Ice cream popular in retail, cheese – in foodservice
Another surprising finding that Fahlin highlighted from Cargill’s research was the prevalence of plant-based ice cream on consumer menus, the segment coming second only to plant-based dairy alternatives. “This surprised me a little as I expected coffee creamers or yogurt to come before ice cream,” Fahlin reflected. “Ice creams are a product synonymous with indulgence for many, so penetration levels there have traditionally not been very high. This is changing however, and it’s clear from our research that plant-based milks offer a gateway to other plant alternatives, such as ice cream.”
Cheese, meanwhile, is a potential area for growth and R&D innovation, with plenty of scope to improve flavour, texture and nutrient profile. “The opportunity for plant-based cheese really is in foodservice, for example pizza,” said Fahlin, who added that technology still needs to advance to bring plant cheese to the next level.
“I see cheese as ‘generation one’ in terms of where the industry is at right now,” he added. “Compared for example to plant-based milk, which is a really mature segment in terms of flavor, there is still some way to go with cheese, and there is an opportunity for manufacturers to advance and develop this.”
Indeed, Cargill says that according to FMCG Gurus data, more than 80% of consumers state that flavor is an influential factor in their purchase choices, and one in five global consumers still skeptical that plant-based alternatives can deliver on texture. The consumption of dairy cheese meanwhile is on the rise globally, with Statista expecting the market to rise by 5.48% annually and the most revenue to be generated in the US. “Conventional milk is one category that has declined since the 1970s, but this is due to societal changes, rising rates of lactose intolerance, and the explosion of options in the beverage sectors," he explained. "Vegan and flexitarian diets are just two of the factors.”
Nevertheless, it’s evident that the plant-based milk segment has eaten into the dairy market, with approximately 10% of all milk purchases now comprising plant-based milk, according to Cargill. In plant-based dairy, oat, which used to comprise just 1% of plant-based alternatives, is on the rise and expected to grow in the new year, the company said.

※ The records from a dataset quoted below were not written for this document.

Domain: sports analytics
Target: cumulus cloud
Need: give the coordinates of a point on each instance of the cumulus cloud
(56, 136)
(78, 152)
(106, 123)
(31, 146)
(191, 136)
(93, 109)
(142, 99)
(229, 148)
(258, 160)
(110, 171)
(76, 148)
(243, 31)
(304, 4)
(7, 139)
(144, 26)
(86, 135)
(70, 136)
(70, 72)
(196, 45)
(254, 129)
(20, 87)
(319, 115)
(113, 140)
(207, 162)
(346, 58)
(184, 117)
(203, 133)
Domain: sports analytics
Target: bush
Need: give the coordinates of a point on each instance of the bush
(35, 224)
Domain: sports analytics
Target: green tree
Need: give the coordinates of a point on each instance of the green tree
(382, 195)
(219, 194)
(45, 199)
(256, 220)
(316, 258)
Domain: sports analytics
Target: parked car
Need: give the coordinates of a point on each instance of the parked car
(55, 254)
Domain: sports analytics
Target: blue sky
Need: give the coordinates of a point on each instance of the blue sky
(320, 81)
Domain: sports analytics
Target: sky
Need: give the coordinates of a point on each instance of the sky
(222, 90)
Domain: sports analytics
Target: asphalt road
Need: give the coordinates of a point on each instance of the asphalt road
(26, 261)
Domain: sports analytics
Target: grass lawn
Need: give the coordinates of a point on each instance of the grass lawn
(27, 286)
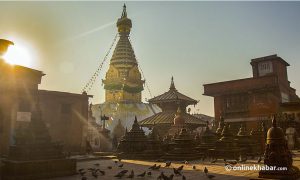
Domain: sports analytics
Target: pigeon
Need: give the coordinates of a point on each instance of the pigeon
(213, 161)
(176, 172)
(80, 169)
(168, 164)
(131, 175)
(94, 174)
(180, 168)
(152, 167)
(121, 174)
(205, 170)
(210, 176)
(97, 164)
(156, 168)
(170, 177)
(142, 175)
(82, 173)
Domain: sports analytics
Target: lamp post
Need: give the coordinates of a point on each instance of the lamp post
(4, 44)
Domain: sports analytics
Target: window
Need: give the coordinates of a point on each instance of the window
(24, 106)
(66, 108)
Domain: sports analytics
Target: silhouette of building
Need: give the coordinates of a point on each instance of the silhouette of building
(65, 114)
(253, 99)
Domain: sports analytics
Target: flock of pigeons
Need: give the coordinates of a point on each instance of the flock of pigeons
(95, 172)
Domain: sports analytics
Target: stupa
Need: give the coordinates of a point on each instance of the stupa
(207, 140)
(278, 155)
(244, 141)
(183, 148)
(123, 83)
(258, 136)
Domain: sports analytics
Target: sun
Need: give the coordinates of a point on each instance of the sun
(18, 55)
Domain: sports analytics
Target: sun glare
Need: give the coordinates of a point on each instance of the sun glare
(18, 55)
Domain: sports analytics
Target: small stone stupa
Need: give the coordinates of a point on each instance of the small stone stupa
(208, 140)
(278, 155)
(183, 148)
(134, 142)
(244, 141)
(226, 147)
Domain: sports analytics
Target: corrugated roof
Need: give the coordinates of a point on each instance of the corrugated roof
(168, 118)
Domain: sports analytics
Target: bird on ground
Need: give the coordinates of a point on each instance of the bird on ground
(259, 159)
(176, 172)
(180, 168)
(82, 173)
(168, 164)
(97, 164)
(205, 170)
(94, 174)
(213, 161)
(131, 175)
(142, 175)
(210, 176)
(156, 168)
(152, 167)
(170, 177)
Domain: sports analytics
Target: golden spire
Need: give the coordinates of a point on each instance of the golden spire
(172, 86)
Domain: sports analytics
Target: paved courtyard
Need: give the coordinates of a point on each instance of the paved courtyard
(217, 169)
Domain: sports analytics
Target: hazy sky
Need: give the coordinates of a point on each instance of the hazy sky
(196, 42)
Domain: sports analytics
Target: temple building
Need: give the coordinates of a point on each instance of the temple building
(123, 83)
(172, 102)
(65, 114)
(254, 99)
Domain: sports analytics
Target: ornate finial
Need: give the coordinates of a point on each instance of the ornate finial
(172, 86)
(124, 13)
(135, 119)
(274, 121)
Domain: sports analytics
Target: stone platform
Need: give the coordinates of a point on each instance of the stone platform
(37, 169)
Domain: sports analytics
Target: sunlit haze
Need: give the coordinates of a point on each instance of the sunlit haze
(196, 42)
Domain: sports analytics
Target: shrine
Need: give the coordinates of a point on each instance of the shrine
(170, 102)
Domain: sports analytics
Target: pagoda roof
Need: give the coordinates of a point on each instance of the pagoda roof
(167, 117)
(172, 96)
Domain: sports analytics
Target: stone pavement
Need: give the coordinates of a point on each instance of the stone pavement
(217, 169)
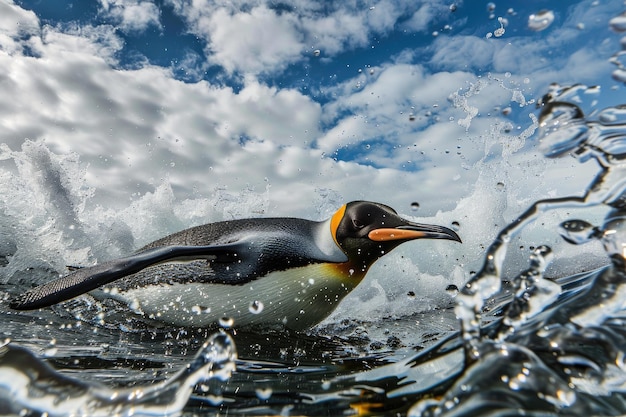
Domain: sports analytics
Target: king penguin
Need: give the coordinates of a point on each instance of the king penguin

Precision fermentation – ‘an exciting third space’
Precision fermentation has been touted as the next big trend in dairy for some time, and some predict that commercialization of microbial fermentation-derived dairy could significantly challenge the plant-based sector. “I view precision fermentation as an exciting third space in dairy, alongside traditional dairy and plant-based alternatives,” said Fahlin. “I think upscaling the technology is still a hurdle for many manufacturers and from there, commercialization, but it’s an exciting proposition for sure.”